Materials and methods
The porous bed consisted of quartz sand in a tailor-made acrylic column. The selected nanomaterial was manufactured TiO2 nanoparticles (P25, Evonik Degussa Corporation). The microplastic was commercial recycled micro polyethylene particles (Mundileno, Argentina). First, the column was filled with a mixture of sand and microplastic, the content of the latter was 0.40 or 2.00%. Then, the medium was homogenized by pumping a background solution (NaCl and CaCl2 0.5 and 10 mM ionic strength), trying to mimic natural environments. The addition of the suspension of nanoparticles followed and at last the background solution was injected to observe whether nanoparticles emerged from the column. The concentration of the nanoparticles was obtained by UV spectrophotometry.
Results
As it was determined in a previousl work, when no plastic was present and the ionic strength was low, the breakthrough curves showed a plateau that was reached after 1 pore volume (PV); while for suspensions in background conditions of high ionic strength, first peak was reached after 1 PV and then the retention of nanoparticles increased. The retention of this kind of nanomaterial is due to different principles, such as attachment to the clean sand, then straining and attachment to the ripe bed. This retention was dominated by electrostatic attraction, due to opposite surface charges, based on DLVO theory. Besides, larger aggregates were formed with time, clogging the pores, which was enhanced at 10 mM strength. Thus, retention of the new incoming TiO2 was increased. At last, attraction of previously deposited TiO2 contributed to this increased retention and could also be explained by DLVO theory.

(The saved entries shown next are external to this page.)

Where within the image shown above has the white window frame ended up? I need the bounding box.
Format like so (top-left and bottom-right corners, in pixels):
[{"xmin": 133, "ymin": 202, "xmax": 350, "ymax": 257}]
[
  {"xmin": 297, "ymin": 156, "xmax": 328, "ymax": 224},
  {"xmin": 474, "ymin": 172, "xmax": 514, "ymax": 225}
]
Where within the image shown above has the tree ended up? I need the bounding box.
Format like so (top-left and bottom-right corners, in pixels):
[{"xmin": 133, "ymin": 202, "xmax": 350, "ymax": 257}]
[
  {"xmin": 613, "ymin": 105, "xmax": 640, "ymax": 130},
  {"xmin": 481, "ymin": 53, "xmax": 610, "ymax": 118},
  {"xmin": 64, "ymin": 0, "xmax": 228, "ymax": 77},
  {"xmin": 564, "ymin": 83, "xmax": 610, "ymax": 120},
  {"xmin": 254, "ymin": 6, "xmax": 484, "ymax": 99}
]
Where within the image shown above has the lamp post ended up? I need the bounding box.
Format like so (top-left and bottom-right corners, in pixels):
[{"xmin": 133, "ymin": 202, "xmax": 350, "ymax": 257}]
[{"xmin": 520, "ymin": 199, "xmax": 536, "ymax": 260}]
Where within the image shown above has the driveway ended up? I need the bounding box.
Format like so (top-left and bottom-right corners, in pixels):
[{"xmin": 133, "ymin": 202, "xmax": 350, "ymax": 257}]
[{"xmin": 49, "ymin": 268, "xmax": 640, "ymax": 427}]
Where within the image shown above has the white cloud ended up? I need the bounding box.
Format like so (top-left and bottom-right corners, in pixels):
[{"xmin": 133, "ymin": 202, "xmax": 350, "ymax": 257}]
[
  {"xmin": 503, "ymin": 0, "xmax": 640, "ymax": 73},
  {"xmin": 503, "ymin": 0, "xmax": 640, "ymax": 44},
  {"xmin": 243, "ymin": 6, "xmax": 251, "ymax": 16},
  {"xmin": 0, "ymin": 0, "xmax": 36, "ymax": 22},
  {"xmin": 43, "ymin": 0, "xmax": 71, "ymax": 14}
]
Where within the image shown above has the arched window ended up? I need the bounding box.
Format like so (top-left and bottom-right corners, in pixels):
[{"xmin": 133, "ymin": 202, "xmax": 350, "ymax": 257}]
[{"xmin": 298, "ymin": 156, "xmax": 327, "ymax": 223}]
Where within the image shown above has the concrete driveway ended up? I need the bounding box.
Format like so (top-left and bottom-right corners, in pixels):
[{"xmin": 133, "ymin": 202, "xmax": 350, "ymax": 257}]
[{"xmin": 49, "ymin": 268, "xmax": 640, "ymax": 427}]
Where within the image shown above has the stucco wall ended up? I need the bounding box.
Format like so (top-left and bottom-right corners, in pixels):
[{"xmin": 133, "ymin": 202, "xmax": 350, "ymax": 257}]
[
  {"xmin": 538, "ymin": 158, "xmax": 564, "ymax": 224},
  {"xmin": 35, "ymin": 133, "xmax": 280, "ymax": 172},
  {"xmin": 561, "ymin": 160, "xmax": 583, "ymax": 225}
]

In the presence of the recycled microplastic, there was no marked evidence of change in the pattern of the elution curves. For 0.5 mM ionic strength, the same plateau was obtained. In the case of NaCl a slightly lower retention was observed at 1.5 PV, indicating a moderate peak present. And, for CaCl2, the plateau was reached at lower levels of elution, diminishing from C/C0 (elution concentration in relation to inlet concentration of nanoparticles) = 0.35 to 0.25 and to 0.20 in the case of the lower and the higher plastic content in the bed, respectively. For NaCl 10 mM, a peak was obtained at 1.5 PV and C/C0 = 0.3 in all the cases, and the elution diminished, indicating retention principally due to adhesion to the ripe bed, clogging of the pores, and attachment to previously deposited nanoparticles. A decrease in elution was evident when the plastic content was 2%. Conversely, for the case of CaCl2 10 mM ionic strength, the peak in elution was obtained at 1.75 PV in the absence of microplastic and at 1.6 PV when it was present, and the peak was considerably reduced as the amount of microplastics was increased to 0.4% and then to 2%, from 0.20 to 0.12 and 0.07, respectively. The presence of a divalent cation may suggest the increase in retention combined with the higher amount of plastic in the medium.
Conclusions
It is important to remark that no major changes were observed in the patterns of the elution curves during the transport of the nanoparticles in the porous medium modified with recycled microplastics. This can be explained by the characteristics of the plastic, inert, resistant, and stable, characteristics that are fundamental to enhance its use and durability. However, some increase in retention was found at three of the studied ionic strengths (NaCl 10 mM, CaCl2 0.5 and 10 mM), and a small decrease in the case of NaCl 0.5 mM.
Last, it is important to take into consideration that the presence of microplastics would have the potential to modify the filtration beds, by taking the place of the sand grains, with different affinities for the contaminants present that are sought to remove, therefore the efficiency could be modified according to the aqueous matrix that should be received.